I gagged at the taste of stale alcohol and bitter cigarettes.

I struggled to pull free, but he was too strong.

“Let me go!” I screamed, but my words were lost in the wind that swept through the open window.

He finally released me, but only to grab me once more, his hand gripping my wrists, pinning them together above my head. He forced me against the passenger’s side window, holding me there so hard that it hurt, and when I twisted my wrists, fighting to pull away, they jerked painfully, and I whimpered.

“You think you can tease me like a whore and not get what’s comin’ to ya?” he asked, his free hand coming around to slap me hard across the face, until my skin burned hot and I tasted blood in my mouth.

“Fuck you!” I screamed, and he slapped me again.

I gathered the blood that lay on my tongue and shot forward, launching a ball of saliva and gore smack dab into the middle of his face.

He hit me again, hard on the side of the head. This time, I saw stars dancing in and out of the darkness that pulsed at the corners of my vision.

I blinked, hard, fighting away the pull of unconsciousness, when a movement from the shadows caught my eye. Behind him, I saw a figure materialize out of the cornstalks, stalking toward the truck, something long and glinting clutched in their hand.

I knew those wide shoulders. I recognized that same black ski mask. The same one I’d seen on the stairs that night.

I could hear the sound of crickets and the rustling of leaves, but now it all seemed so distant and unimportant.
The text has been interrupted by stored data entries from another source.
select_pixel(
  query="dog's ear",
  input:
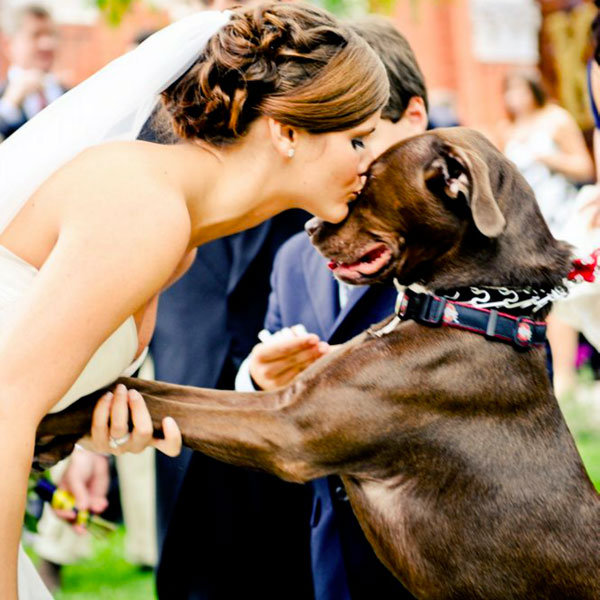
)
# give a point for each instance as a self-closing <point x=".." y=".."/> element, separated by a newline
<point x="458" y="172"/>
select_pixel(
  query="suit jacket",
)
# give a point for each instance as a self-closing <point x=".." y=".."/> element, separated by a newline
<point x="304" y="291"/>
<point x="225" y="532"/>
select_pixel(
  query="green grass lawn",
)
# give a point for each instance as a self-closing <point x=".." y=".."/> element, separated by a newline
<point x="106" y="576"/>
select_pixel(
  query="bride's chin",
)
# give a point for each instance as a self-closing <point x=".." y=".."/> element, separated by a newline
<point x="333" y="214"/>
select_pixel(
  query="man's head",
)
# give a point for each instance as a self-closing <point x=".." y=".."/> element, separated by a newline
<point x="32" y="38"/>
<point x="406" y="112"/>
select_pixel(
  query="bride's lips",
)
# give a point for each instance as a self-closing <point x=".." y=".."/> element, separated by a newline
<point x="375" y="259"/>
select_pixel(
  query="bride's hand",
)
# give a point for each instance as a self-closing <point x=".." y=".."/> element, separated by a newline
<point x="110" y="425"/>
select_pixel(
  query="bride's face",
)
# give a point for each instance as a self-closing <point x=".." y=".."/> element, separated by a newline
<point x="329" y="169"/>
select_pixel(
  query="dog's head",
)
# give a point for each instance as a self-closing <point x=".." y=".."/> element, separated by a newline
<point x="440" y="209"/>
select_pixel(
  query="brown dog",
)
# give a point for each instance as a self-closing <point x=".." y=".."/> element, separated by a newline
<point x="453" y="450"/>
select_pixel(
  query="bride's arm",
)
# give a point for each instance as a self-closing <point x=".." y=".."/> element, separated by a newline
<point x="108" y="261"/>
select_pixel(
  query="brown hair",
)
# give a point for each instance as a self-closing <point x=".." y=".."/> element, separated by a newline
<point x="404" y="74"/>
<point x="292" y="62"/>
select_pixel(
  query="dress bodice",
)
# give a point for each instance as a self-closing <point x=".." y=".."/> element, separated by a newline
<point x="113" y="359"/>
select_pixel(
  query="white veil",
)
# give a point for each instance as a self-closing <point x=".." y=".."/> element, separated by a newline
<point x="112" y="104"/>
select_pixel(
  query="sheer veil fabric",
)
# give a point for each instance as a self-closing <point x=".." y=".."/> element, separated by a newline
<point x="112" y="104"/>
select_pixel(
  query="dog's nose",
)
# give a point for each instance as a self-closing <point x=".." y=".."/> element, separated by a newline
<point x="311" y="227"/>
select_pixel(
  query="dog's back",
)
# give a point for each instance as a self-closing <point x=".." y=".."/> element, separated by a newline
<point x="488" y="497"/>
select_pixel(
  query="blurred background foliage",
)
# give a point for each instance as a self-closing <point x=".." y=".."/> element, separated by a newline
<point x="114" y="10"/>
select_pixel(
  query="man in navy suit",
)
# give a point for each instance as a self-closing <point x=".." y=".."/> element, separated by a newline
<point x="225" y="532"/>
<point x="310" y="310"/>
<point x="30" y="85"/>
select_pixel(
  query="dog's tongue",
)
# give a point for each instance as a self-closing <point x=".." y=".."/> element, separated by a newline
<point x="369" y="263"/>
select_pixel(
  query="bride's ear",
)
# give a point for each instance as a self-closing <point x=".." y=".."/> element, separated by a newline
<point x="283" y="137"/>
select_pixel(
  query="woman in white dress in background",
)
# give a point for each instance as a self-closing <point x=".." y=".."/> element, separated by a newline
<point x="273" y="112"/>
<point x="548" y="148"/>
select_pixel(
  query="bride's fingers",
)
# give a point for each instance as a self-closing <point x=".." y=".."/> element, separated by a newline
<point x="99" y="430"/>
<point x="171" y="445"/>
<point x="141" y="436"/>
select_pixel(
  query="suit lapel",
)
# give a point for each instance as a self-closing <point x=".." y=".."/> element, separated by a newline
<point x="354" y="295"/>
<point x="322" y="290"/>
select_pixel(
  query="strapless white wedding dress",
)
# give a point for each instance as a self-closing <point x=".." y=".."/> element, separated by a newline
<point x="114" y="358"/>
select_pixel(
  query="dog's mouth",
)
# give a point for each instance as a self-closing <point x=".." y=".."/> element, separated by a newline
<point x="369" y="266"/>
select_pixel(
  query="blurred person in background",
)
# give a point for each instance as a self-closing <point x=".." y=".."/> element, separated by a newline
<point x="548" y="148"/>
<point x="30" y="85"/>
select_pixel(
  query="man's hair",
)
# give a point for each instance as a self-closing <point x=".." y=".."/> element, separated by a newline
<point x="14" y="20"/>
<point x="406" y="79"/>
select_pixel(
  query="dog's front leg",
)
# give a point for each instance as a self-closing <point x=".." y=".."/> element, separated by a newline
<point x="322" y="423"/>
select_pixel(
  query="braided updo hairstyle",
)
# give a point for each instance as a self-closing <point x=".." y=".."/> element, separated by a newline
<point x="292" y="62"/>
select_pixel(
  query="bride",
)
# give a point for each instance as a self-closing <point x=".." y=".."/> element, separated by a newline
<point x="271" y="107"/>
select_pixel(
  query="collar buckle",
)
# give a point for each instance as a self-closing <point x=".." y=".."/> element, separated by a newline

My heart was pounding like a war drum, and all I could do was watch as my stalker approached. When he stepped up to the side of the truck, the moonlight caught on what he held in his hands, and as he tore the door of the truck open, and ripped Stephen out of the cab, I realized what he held—a bat.
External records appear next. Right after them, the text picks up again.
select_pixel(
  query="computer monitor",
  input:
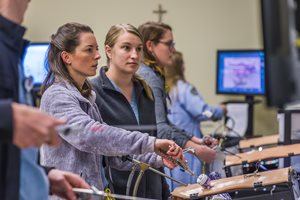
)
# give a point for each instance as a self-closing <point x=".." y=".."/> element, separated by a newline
<point x="240" y="72"/>
<point x="34" y="62"/>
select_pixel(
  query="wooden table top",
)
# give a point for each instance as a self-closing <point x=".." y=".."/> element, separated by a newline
<point x="268" y="153"/>
<point x="235" y="183"/>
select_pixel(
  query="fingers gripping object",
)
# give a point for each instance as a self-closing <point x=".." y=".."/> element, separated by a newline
<point x="182" y="164"/>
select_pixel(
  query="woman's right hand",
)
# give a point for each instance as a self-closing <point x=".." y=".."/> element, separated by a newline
<point x="168" y="148"/>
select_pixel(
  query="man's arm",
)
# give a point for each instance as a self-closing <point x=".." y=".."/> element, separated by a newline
<point x="6" y="124"/>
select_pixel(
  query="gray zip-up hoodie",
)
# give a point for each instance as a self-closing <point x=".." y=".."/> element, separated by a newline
<point x="81" y="151"/>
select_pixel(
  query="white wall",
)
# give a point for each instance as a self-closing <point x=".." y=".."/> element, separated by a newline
<point x="200" y="27"/>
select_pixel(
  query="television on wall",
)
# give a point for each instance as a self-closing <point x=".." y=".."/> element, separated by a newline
<point x="240" y="72"/>
<point x="34" y="62"/>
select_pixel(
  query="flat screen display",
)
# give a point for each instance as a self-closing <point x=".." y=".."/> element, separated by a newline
<point x="34" y="62"/>
<point x="240" y="72"/>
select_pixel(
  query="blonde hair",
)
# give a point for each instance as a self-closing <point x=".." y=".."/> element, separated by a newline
<point x="111" y="38"/>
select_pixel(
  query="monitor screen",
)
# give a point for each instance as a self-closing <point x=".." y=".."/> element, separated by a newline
<point x="34" y="62"/>
<point x="240" y="72"/>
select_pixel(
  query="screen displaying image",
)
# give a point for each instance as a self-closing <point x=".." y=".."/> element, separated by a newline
<point x="34" y="62"/>
<point x="241" y="72"/>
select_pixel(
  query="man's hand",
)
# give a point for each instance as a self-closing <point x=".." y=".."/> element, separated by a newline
<point x="202" y="152"/>
<point x="33" y="127"/>
<point x="62" y="182"/>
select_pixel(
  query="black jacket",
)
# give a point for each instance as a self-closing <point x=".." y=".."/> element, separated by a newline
<point x="116" y="110"/>
<point x="11" y="48"/>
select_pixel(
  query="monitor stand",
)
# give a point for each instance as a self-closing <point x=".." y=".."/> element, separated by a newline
<point x="250" y="124"/>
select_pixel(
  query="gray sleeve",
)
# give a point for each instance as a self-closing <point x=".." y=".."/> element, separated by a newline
<point x="165" y="129"/>
<point x="152" y="159"/>
<point x="94" y="137"/>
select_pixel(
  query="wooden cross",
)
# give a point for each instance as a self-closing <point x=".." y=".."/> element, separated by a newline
<point x="160" y="12"/>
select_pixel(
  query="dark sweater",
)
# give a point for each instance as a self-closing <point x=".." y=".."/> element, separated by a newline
<point x="116" y="110"/>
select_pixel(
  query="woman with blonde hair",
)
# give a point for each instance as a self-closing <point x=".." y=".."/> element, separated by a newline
<point x="186" y="107"/>
<point x="124" y="99"/>
<point x="72" y="58"/>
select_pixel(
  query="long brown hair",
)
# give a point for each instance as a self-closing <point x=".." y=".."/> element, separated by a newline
<point x="153" y="31"/>
<point x="175" y="72"/>
<point x="111" y="39"/>
<point x="65" y="39"/>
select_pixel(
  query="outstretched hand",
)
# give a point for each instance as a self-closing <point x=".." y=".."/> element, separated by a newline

With a savage roar, my savior raised the bat high over his head and swung it with a force that shattered the silence of the night. The first blow landed hard on Stephen’s right knee, and he crumpled to the ground, an ear-piercing scream echoing on the dark, empty road.
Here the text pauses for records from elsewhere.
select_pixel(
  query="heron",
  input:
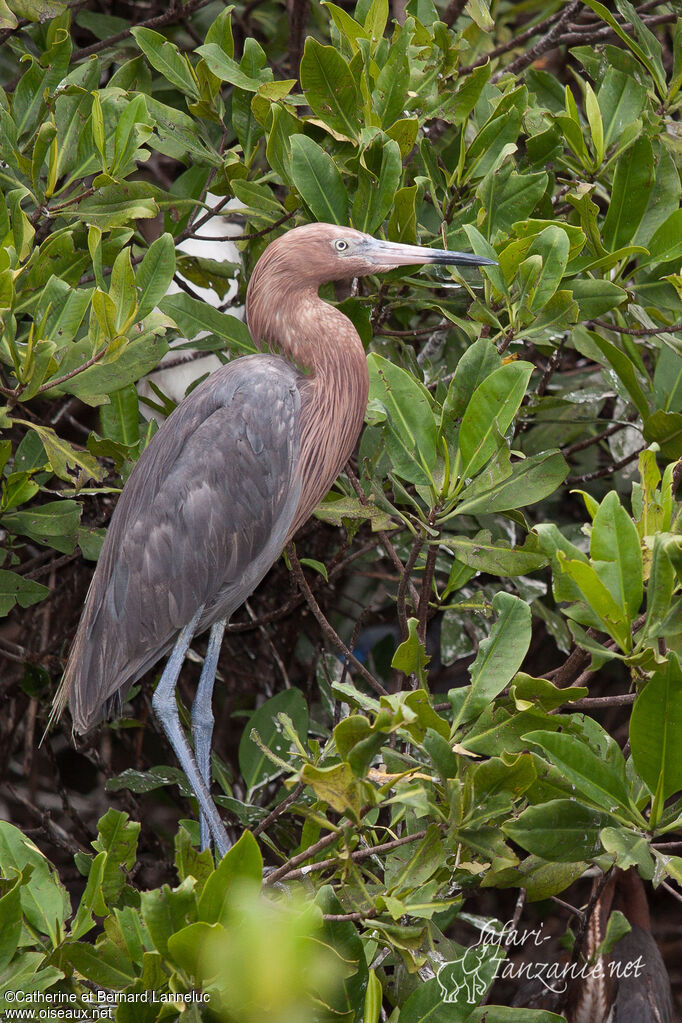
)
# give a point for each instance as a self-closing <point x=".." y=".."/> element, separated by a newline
<point x="223" y="486"/>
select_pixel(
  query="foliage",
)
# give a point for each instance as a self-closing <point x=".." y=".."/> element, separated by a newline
<point x="491" y="395"/>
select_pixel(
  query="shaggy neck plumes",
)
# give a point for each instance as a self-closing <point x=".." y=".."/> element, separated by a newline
<point x="296" y="323"/>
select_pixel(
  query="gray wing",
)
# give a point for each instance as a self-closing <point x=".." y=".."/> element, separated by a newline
<point x="201" y="519"/>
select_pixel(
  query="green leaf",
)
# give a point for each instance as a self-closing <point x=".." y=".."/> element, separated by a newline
<point x="476" y="363"/>
<point x="626" y="372"/>
<point x="490" y="412"/>
<point x="62" y="457"/>
<point x="666" y="430"/>
<point x="531" y="481"/>
<point x="617" y="554"/>
<point x="120" y="419"/>
<point x="44" y="901"/>
<point x="53" y="525"/>
<point x="15" y="589"/>
<point x="167" y="59"/>
<point x="562" y="831"/>
<point x="622" y="99"/>
<point x="193" y="316"/>
<point x="411" y="428"/>
<point x="499" y="656"/>
<point x="154" y="274"/>
<point x="596" y="297"/>
<point x="600" y="781"/>
<point x="64" y="308"/>
<point x="496" y="559"/>
<point x="329" y="88"/>
<point x="630" y="195"/>
<point x="336" y="786"/>
<point x="598" y="597"/>
<point x="318" y="180"/>
<point x="552" y="245"/>
<point x="228" y="70"/>
<point x="100" y="966"/>
<point x="256" y="767"/>
<point x="116" y="206"/>
<point x="117" y="837"/>
<point x="242" y="862"/>
<point x="650" y="60"/>
<point x="411" y="657"/>
<point x="378" y="178"/>
<point x="655" y="730"/>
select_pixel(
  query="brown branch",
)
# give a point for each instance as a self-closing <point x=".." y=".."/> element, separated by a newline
<point x="597" y="474"/>
<point x="298" y="14"/>
<point x="426" y="581"/>
<point x="577" y="37"/>
<point x="581" y="445"/>
<point x="327" y="629"/>
<point x="174" y="13"/>
<point x="353" y="918"/>
<point x="512" y="44"/>
<point x="74" y="372"/>
<point x="312" y="850"/>
<point x="403" y="585"/>
<point x="356" y="856"/>
<point x="548" y="42"/>
<point x="278" y="810"/>
<point x="589" y="703"/>
<point x="452" y="11"/>
<point x="383" y="537"/>
<point x="636" y="332"/>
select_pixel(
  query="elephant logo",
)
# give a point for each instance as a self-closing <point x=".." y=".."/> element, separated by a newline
<point x="463" y="975"/>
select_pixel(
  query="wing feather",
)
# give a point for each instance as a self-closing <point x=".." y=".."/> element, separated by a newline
<point x="201" y="519"/>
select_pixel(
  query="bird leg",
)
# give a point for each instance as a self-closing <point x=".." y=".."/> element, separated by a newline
<point x="166" y="708"/>
<point x="202" y="719"/>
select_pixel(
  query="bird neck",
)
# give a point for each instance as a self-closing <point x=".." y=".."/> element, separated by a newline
<point x="315" y="336"/>
<point x="325" y="346"/>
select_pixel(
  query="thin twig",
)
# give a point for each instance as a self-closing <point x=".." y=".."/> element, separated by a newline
<point x="172" y="14"/>
<point x="511" y="45"/>
<point x="581" y="445"/>
<point x="312" y="850"/>
<point x="548" y="42"/>
<point x="278" y="810"/>
<point x="597" y="474"/>
<point x="589" y="703"/>
<point x="357" y="857"/>
<point x="636" y="331"/>
<point x="327" y="629"/>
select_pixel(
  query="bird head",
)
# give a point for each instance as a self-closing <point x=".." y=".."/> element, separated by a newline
<point x="319" y="253"/>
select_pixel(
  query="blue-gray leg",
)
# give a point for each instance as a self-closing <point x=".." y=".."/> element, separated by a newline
<point x="202" y="719"/>
<point x="167" y="711"/>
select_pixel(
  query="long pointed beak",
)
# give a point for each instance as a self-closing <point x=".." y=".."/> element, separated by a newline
<point x="394" y="254"/>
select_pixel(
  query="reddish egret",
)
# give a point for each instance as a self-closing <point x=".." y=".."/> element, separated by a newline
<point x="223" y="486"/>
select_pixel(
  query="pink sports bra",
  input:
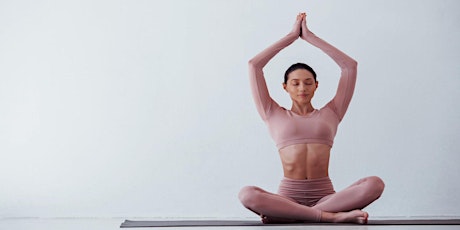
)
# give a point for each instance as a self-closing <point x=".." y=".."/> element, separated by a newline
<point x="320" y="126"/>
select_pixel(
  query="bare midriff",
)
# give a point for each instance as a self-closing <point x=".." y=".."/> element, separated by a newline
<point x="305" y="161"/>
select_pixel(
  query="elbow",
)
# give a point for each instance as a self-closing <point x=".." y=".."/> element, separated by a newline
<point x="351" y="65"/>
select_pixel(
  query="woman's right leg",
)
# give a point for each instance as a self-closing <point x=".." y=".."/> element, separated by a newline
<point x="275" y="206"/>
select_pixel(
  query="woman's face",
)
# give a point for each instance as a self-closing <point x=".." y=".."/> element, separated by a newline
<point x="301" y="86"/>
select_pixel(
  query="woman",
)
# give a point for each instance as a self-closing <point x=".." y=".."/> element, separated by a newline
<point x="304" y="137"/>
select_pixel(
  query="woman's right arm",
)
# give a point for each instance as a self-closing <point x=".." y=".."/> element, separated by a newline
<point x="256" y="75"/>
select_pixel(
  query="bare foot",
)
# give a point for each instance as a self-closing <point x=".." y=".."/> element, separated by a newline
<point x="355" y="216"/>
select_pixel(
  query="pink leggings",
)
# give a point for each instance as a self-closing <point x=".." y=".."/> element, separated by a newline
<point x="304" y="200"/>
He swung again, this time drilling the bat into his ribs, and I heard them snap with a sickening crack that echoed around me, over and over again.

“Stop it!” I screamed, my breath tearing in and out of my lungs. “Stop! You’re gonna kill him!”

He dropped the bat, stepping over it as he dropped to his knees, looming over Stephen, gasping and groaning in pain in the tufted grass. His gloved hand twisted in the front of his flannel shirt and pulled him up, staring into his eyes with an intensity that I’d only seen between predator and prey.

He pulled back his fist, and I forced myself to look away, bile and fear twisting and writhing inside of me.

I heard him connect—once, twice, again.

And again.

I heard another stomach-churning crack, and when Stephen screamed again, it was garbled and full of pain.

I cowered in the corner of the seat, my trembling hands coming up to press into my ears, and the world around me fell to silence.

This was my fault.

It was my fault.

I caused this.

I caused all of this.

Tears flooded from my eyes, laying salted lines down my face as I fought to pull in a breath, my chest tight and aching. The next thing I knew, I felt the slamming of the door and the vibration of the engine roaring to life. Shaking, I pulled my hands down from my ears and dropped them into my lap.

Just like I knew he would be, my stalker sat behind the wheel, anger flaring in his eyes as he looked over at me, slamming the truck into drive and pulling onto the road. He wore the same brown leather jacket he always did, the moth tattoo on his hand standingout across his skin as his shaking fist gripped the wheel. I could see blood splattered across the back of his knuckles, melding with the ink.

“I’m taking you home,” he sneered. “You need to go upstairs and take a shower. Wash hisfilthoff of you.”

I sat in stunned silence, staring at him as he whipped the truck around, and headed back the way we came, the engine roaring like a beast in the night.

“I told you what would happen, Vanessa,” he said simply.

“You killed him?” I asked, my voice shaking.